Levitt and Dubner found the solution to the problem to be in television (pp.6-7). Where cable television came to rural villages, more girls were kept in school and there were fewer incidents of domestic abuse. They conclude that "cosmopolitan images on their TV sets" elevated people's views regarding the value of girls and women. I would still trace thee influence back to Christian or heavily Christian-influenced culture. The culture of the Indian village is Hindu and traditional Indian. What the authors call "cosmopolitan" is actually Western, and ultimately, in large part, Christian.

Here is a very intelligent man, Hans Rosling, a professor of international health in Sweden, examining population, health, and prosperity trends, comparing the West and Asia over the last 150 years with particular reference to Japan, and to India and China before and after they achieved national sovereignty. He joyfully anticipates Asia regaining its position as the dominant part of the world, which he (half jokingly) predicts will happen on July 27, 2048.



One viewer (Wrolf Bronesby) added a discordant note among the comments on this video, saying,
I would invite any of [those who cheered Rosling's conclusion] to partake in the life of a Chinese citizen making that "average" salary, a life dominated by work amidst choking pollution in a uniform city of concrete shells, with no personal or political liberties. India is not much better, the entirety of all major cities lathered with trash and feces in which the starving poor teem.

Rosling's excitement plays well before his Indian audience. But his disregard for politics is striking in several ways. He referred to Chinese independence in 1949 as "the emergence of a modern china in a way that surprised the world." Of course, by this he meant the take-over of the country by the Chinese Communist Party under the butcher tyrant, Mao Zedong. The only words of criticism he voiced--jestingly--were "no more stupid central planning," as though that were the only reason that China "fell down" in their prosperity and health during the Cultural Revolution of the 1960s.

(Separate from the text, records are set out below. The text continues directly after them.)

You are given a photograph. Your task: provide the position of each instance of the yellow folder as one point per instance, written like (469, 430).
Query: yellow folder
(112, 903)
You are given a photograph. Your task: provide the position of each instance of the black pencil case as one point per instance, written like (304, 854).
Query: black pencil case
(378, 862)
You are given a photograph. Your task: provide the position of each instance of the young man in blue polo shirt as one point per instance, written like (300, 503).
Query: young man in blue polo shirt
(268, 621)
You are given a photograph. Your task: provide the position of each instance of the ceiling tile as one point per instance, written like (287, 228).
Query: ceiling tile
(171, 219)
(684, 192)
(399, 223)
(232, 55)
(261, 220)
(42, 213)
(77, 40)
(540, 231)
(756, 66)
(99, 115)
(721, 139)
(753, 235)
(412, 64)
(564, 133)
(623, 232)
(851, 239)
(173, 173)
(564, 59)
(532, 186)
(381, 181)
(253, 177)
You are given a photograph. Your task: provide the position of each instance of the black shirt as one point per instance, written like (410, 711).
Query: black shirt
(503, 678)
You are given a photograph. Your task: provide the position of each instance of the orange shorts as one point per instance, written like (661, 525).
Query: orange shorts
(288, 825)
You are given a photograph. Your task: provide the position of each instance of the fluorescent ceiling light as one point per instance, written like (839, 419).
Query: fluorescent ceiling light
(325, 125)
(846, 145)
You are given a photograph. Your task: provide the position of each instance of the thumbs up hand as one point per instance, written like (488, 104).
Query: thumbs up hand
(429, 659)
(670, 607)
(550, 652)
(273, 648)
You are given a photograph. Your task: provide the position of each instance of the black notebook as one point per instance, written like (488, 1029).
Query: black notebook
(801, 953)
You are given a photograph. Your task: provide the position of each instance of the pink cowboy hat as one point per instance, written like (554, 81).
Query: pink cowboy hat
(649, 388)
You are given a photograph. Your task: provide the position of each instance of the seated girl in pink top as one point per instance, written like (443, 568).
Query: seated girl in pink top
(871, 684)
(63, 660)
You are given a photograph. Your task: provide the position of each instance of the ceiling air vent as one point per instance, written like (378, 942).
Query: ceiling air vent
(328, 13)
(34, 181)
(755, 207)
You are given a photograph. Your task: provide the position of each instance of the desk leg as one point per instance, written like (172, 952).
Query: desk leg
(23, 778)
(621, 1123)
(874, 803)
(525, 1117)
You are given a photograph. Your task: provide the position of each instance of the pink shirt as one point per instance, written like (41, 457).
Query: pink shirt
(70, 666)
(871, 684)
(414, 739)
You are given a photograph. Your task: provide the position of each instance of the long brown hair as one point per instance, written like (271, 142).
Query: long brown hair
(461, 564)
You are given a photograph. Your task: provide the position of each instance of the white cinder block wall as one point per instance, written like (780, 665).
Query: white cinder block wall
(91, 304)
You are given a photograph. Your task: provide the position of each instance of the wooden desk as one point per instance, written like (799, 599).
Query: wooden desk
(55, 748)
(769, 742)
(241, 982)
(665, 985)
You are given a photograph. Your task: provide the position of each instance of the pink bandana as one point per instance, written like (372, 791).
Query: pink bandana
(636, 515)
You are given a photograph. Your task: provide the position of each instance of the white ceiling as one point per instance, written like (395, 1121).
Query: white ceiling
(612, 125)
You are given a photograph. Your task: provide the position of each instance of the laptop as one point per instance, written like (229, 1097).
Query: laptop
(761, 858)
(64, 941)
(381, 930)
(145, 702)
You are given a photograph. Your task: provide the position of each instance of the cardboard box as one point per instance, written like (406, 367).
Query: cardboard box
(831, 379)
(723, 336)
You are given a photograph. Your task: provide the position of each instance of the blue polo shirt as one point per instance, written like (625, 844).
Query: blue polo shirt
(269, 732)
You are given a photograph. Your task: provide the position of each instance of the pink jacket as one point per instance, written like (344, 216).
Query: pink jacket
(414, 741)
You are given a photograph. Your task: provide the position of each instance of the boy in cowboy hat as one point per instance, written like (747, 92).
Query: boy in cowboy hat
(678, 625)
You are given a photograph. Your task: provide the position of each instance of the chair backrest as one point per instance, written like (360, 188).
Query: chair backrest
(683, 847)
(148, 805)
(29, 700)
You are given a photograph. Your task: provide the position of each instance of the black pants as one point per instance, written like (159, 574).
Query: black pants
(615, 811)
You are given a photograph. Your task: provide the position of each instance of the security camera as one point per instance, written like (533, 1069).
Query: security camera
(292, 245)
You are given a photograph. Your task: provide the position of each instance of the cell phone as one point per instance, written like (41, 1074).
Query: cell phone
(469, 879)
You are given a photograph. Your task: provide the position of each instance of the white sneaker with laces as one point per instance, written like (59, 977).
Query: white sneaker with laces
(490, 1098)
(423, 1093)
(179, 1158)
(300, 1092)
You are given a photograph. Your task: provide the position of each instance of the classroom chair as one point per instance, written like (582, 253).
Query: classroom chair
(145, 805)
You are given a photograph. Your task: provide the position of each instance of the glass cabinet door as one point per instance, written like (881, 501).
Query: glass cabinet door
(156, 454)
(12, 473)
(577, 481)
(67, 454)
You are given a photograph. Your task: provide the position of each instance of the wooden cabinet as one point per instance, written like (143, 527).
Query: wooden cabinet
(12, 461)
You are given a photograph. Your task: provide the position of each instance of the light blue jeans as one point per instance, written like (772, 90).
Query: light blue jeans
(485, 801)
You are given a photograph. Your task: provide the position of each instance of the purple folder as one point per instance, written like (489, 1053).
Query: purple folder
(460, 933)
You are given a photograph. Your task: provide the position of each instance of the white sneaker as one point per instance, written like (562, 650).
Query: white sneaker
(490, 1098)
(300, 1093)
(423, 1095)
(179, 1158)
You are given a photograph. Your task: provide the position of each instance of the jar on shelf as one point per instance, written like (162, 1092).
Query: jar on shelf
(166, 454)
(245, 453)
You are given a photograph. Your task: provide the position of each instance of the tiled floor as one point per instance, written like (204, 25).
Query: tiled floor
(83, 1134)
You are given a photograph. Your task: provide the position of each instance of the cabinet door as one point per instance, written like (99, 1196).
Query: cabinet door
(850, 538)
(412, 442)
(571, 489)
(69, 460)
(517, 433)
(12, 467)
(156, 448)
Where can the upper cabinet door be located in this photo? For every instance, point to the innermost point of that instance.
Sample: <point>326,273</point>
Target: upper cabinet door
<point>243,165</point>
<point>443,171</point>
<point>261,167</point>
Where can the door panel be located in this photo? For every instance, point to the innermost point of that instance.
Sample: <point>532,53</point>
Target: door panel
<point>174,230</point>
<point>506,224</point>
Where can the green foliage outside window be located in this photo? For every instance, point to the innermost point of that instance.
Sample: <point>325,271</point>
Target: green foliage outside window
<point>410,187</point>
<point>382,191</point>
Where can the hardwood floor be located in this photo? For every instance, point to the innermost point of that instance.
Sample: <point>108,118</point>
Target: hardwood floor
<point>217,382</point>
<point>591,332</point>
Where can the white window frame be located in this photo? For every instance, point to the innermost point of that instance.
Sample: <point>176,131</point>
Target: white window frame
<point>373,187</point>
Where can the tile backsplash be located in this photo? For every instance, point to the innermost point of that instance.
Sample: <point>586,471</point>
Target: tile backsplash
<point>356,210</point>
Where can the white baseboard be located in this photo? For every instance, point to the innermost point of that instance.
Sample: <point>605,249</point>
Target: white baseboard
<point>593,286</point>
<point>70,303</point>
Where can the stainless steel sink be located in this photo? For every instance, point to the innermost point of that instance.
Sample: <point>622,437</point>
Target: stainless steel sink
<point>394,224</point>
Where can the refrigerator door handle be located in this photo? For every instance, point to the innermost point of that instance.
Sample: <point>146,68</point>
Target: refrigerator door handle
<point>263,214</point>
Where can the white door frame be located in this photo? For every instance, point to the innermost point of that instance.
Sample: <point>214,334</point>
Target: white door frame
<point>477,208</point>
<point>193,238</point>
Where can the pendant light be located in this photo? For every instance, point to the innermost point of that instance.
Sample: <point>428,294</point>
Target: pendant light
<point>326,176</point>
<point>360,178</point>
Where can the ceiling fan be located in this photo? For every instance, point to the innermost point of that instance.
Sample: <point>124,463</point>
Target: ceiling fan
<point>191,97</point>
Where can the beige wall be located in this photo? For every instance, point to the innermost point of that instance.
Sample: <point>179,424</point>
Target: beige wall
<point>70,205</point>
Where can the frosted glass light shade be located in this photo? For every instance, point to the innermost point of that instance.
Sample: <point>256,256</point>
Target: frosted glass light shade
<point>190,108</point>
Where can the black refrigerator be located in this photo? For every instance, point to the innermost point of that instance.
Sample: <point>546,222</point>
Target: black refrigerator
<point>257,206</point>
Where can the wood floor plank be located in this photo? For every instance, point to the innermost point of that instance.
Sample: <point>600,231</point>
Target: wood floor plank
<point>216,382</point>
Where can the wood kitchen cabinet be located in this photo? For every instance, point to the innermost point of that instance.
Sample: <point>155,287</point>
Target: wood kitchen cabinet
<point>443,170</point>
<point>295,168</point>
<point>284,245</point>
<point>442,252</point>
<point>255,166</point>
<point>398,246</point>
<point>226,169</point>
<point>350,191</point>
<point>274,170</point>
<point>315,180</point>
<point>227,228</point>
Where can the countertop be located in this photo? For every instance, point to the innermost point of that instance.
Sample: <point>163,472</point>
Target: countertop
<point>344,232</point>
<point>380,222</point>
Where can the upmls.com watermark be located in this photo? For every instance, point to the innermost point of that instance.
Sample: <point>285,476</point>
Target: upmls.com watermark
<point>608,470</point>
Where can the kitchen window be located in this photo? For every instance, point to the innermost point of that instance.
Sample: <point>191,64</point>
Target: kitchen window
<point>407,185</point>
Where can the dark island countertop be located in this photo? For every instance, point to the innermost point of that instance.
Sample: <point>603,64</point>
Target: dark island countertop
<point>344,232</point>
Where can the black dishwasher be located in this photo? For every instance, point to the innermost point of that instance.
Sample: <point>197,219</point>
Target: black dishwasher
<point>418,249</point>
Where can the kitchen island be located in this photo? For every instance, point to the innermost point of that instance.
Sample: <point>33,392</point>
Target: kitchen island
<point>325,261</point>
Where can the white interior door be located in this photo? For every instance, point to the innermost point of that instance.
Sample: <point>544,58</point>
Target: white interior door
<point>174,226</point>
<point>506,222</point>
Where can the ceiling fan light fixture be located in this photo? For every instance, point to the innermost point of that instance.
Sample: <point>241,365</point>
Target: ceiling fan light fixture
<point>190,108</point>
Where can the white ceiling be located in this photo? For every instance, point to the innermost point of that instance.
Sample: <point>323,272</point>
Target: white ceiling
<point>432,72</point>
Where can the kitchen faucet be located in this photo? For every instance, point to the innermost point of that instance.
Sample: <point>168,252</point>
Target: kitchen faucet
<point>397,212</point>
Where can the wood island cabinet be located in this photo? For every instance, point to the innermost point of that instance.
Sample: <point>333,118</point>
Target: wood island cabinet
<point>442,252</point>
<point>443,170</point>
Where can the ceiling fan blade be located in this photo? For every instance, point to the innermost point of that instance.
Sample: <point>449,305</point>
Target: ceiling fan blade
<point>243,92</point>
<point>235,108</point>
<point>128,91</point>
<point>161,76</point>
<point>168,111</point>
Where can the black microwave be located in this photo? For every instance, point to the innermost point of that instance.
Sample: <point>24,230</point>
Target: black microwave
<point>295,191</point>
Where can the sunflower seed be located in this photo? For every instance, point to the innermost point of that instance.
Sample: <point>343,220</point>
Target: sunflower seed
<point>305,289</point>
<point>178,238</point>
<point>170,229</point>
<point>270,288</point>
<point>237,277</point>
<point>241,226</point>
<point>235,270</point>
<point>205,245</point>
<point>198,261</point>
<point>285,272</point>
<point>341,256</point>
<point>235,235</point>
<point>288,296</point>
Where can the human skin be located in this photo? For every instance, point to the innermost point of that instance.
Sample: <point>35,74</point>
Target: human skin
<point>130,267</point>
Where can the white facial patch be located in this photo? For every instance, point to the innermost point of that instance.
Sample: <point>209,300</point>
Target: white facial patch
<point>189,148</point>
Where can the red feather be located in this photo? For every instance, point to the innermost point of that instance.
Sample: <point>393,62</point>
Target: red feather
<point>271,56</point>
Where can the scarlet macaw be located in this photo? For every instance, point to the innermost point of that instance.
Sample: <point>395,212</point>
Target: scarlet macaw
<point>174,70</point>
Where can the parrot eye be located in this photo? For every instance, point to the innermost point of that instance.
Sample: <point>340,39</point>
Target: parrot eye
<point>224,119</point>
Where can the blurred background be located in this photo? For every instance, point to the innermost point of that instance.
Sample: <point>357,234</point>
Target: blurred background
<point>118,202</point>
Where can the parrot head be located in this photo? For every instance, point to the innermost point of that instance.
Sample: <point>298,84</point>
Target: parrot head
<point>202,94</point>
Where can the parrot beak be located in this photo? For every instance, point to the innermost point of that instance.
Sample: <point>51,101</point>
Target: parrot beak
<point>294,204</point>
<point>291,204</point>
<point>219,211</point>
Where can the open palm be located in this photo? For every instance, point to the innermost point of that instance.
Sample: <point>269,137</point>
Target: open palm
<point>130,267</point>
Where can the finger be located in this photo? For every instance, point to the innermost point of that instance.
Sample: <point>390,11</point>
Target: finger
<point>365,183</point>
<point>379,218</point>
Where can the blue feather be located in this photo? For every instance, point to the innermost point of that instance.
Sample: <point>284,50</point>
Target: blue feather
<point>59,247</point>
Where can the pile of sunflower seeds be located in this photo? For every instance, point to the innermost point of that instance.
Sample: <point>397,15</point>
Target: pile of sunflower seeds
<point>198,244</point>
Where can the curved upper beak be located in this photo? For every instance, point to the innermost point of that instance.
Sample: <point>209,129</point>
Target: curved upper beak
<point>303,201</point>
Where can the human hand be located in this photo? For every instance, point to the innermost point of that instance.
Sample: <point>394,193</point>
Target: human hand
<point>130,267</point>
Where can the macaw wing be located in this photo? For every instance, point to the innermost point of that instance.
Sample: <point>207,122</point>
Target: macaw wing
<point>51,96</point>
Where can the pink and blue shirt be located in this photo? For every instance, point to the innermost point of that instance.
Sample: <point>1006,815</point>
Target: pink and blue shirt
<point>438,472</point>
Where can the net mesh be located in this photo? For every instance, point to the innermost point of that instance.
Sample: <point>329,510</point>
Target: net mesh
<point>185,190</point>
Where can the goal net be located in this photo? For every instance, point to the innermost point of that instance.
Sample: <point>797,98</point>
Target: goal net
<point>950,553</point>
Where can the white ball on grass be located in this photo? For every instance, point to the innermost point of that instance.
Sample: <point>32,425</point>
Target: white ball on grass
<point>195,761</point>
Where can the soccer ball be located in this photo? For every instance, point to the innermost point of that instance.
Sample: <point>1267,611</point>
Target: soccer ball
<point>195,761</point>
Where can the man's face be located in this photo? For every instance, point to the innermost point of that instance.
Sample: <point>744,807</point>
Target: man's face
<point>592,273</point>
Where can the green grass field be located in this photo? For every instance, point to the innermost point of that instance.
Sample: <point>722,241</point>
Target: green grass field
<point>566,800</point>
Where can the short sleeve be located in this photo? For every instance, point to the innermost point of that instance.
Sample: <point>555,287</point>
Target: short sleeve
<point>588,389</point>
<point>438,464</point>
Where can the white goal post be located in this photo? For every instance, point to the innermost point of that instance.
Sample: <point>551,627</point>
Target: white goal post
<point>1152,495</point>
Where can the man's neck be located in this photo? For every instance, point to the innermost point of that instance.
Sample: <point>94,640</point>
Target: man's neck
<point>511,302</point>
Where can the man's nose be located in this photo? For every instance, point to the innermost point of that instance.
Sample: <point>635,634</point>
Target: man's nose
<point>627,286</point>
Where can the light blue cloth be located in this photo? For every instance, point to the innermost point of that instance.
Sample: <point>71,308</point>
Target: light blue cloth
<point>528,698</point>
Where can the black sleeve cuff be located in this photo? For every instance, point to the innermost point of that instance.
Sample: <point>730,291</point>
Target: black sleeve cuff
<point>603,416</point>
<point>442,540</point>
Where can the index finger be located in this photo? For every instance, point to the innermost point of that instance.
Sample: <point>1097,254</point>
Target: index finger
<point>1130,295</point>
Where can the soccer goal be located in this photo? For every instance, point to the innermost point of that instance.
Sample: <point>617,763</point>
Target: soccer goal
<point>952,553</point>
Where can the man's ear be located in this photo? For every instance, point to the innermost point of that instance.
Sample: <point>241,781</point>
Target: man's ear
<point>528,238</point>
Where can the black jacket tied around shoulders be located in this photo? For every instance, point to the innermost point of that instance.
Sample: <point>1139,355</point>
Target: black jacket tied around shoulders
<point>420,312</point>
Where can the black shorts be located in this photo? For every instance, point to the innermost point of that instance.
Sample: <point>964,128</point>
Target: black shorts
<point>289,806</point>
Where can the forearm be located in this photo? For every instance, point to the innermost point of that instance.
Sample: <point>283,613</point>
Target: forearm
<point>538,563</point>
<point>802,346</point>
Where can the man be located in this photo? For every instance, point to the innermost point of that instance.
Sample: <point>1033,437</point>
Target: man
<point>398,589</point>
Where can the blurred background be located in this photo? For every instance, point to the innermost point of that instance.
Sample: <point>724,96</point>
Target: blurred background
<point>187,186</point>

But as far as China's advance is concerned, he fails to account the cracked demographic floor beams supporting the economic growth that he projects into the future, ceteris paribus. Because of China's one child policy, and, on top of that, the resulting (at times murderous) preference for boys over girls, China will not be able to sustain anything close to the economic growth they are seeing today.

Rosling predicts "a shift of power away from where it has been the last...150 years back to Asia" when they will be "governors of the world." Governors of the world! He celebrates this prospect. What is there to celebrate when you consider the political cultures in India and China, as indicated in these attitudes toward women, and thus toward human beings in general?

2 comments:

Chris J. said...

What frightens me most about the government of China is their attitude that the government of China should look good even at the expense of the well-being of their people. One example is the scandal of melamine found in milk. Pediatricians were expressing concern about the rise in kidney stones, yet the government swept it under the rug. The continued exportation of lead-tainted products, each time followed by promises of tightened regulation, show that China is more concerned that it remain economically strong even at the expense of children's health. Within China, the government continues to rewrite history and the current news as it sees fit. IS this the type of government we want "governing the world?" I have nothing but respect and admiration for the Chinese people and their culture, but the Chinese government disgusts and frightens me with its casual disregard of human life and liberty.

David C. Innes said...

Those are good examples, Chris. The problem is, however, that you cannot so easily separate the Chinese government from Chinese culture. There is not a culture of respect for human beings simply as human beings, e.g. as made in the image of God. Their concern that China look good regardless of the human cost grows out of Chinese honor culture. And so on.

Every human culture is a mix of sin and grace, whether saving grace or common grace. It's the sinful aspects of Chinese culture, in particular their political culture, and how it manifests itself in their politics, that concerns us.